DO you know any paedophiles? Chances are, you may well do. According to recent statistics, the number of individuals viewing child pornography online is in excess of half a million in the UK and reports of child abuse have risen by 80 per cent over the last three years. Chief Constable, Simon Bailey, of the National Police Chiefs’ Council, is a leading police expert in child abuse. He says the police are struggling to cope with the 400 arrests made each month for the viewing of indecent images of children. To deal with the problem, he has proposed that paedophiles looking at "low-level" images online should not be jailed, but instead put on the sex offenders register, then managed and rehabilitated in the community.
Scotland's Chief Constable Phil Gormley appeared to echo his comments, saying: "Unless you are going to go on an industrial prison-building regime ... you need to focus your effort on people who are going to cause physical harm to children or are most likely to become contact abusers."

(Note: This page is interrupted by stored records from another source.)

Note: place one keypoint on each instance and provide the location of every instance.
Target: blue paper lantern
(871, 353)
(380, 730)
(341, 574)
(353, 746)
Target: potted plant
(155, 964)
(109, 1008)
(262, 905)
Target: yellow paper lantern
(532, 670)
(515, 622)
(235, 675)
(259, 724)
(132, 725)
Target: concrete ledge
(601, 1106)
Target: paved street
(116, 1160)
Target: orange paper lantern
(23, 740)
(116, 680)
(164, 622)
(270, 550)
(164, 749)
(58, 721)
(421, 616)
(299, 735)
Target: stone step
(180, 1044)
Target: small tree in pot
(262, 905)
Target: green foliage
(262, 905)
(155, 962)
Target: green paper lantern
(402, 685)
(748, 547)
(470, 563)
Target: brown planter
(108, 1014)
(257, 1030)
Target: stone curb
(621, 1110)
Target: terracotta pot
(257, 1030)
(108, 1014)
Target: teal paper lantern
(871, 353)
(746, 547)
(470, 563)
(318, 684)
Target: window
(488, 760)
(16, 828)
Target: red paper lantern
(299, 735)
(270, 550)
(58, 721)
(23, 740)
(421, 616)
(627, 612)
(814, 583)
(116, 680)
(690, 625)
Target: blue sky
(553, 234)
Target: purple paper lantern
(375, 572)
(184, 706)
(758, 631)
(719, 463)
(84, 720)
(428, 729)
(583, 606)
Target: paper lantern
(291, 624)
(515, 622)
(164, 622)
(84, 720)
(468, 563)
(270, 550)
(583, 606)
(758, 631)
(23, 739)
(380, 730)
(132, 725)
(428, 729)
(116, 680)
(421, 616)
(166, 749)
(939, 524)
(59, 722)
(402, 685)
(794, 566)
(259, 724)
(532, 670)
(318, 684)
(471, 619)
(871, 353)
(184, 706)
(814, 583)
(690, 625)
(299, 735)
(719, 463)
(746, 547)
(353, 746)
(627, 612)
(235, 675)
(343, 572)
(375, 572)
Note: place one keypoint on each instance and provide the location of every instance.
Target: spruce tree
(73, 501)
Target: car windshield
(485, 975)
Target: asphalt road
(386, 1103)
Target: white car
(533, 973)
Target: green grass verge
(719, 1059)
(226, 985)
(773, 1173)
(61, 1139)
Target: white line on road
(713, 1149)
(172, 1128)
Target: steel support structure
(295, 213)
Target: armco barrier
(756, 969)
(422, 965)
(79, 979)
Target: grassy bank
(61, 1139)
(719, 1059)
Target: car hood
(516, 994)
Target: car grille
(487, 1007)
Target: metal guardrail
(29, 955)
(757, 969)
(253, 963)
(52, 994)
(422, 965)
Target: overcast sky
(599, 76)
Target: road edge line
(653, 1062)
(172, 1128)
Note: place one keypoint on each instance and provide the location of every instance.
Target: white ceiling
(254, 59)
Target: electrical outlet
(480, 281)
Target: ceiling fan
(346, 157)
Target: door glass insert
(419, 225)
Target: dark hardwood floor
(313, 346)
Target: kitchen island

Paedophilia is abhorrent. It’s also classified as a mental health disorder. Most of us don't want to think about it because when we do, we somehow feel contaminated, complicit even. Like radioactive waste, we want it to be exported, preferably at dead of night, to some colossus of a rubbish dump on a Gulag that's tailor-made for perverts. Because of its secretive and shameful nature, we don’t even know how many paedophiles there are in the UK, but it's generally accepted that they represent at least between 1-2 per cent of the male population. Even less is known about female paedophiles, but they are estimated to represent a very small fraction in comparison to males and are responsible for about 5 per cent of child abuse in the UK (with male paedophiles being responsible for around 20 per cent of child sexual abuse).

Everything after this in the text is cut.